2. Make the ordinary extraordinary

Keeping an open mind on how to leverage the environment around you is key to doing great work. A simple tire and rope combined with the right expression gave these images a sense of movement and life. Both are slightly awkward objects with no classic way to photograph them so being open to experiment until the image makes sense is key to getting great shots.

Nikon D800E | 70-200mm f/2.8 | Broncolor Move 1200 L & Scoro S 3200

3. Use Edgy Lighting

When you’re trying to carve out muscle and definition hard edgy and directional lighting works best to create definition on your subjects.
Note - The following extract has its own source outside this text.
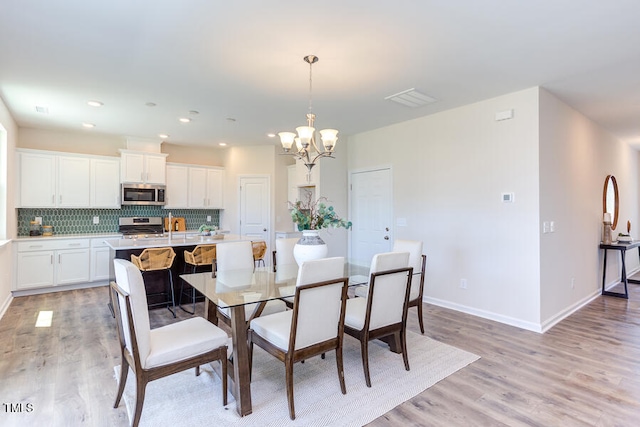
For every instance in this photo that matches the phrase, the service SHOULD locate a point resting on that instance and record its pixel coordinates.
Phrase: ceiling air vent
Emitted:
(411, 98)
In my case I used 4 lights to achieve the effect I wanted, but you can pull off something pretty similar with just two lights in soft boxes 90 degrees from your models.

Bron LightningSetUp 7

4. It’s all about communication

Tweak the lighting and camera as much as you want to prep your set, but once everything is all ready to go, there’s no need to chimp at your screen. Focus on talking your model through different movements, exercises, expressions especially if they’re not professional models.

Even if they are, letting them know that they’re looking amazing as you’re shooting as helpful as coffee in the morning.

Nikon D800E | 70-200mm f/2.8 | Broncolor Move 1200 L & Scoro S 3200

5. Keep the postproduction clean

Regardless if you go for a black and white or colour, the main focus of the image has to always be the subject in question. Make sure that distractions are removed and that your subjects pop into focus first and foremost.

In my case, any distracting or bright raindrops were toned down just a little bit and a soft vignette was masked in so that my subjects in the centre would pop out just a little bit more.

6. Think out of the box

There are no rules if the only requirement is to make people look awesome. Don’t limit yourself to the same safe shots, try different things. You never know what you’ll discover.

In the shots below, we balanced a barbell bar between two ladders for the shot on the left to create a more dynamic position and on the right had our model simply jump while spinning in order to give the chains a more dynamic movement. Why not?

7. Oh and last but not least: Be Resourceful

There are a ton of ways to achieve a similar effect without thousands of dollars of gear. Don’t focus on the resources you don’t have, focus on being resourceful.

If you know your gear and understand it’s limitations you can work around it. For example, Speedlights have excellent flash durations when firing at low power.

I shot this in August 2009 with two speed lights and a bucket of water and a man wrapped in a black blanket.

Get out there, try it out. You just might surprise yourself.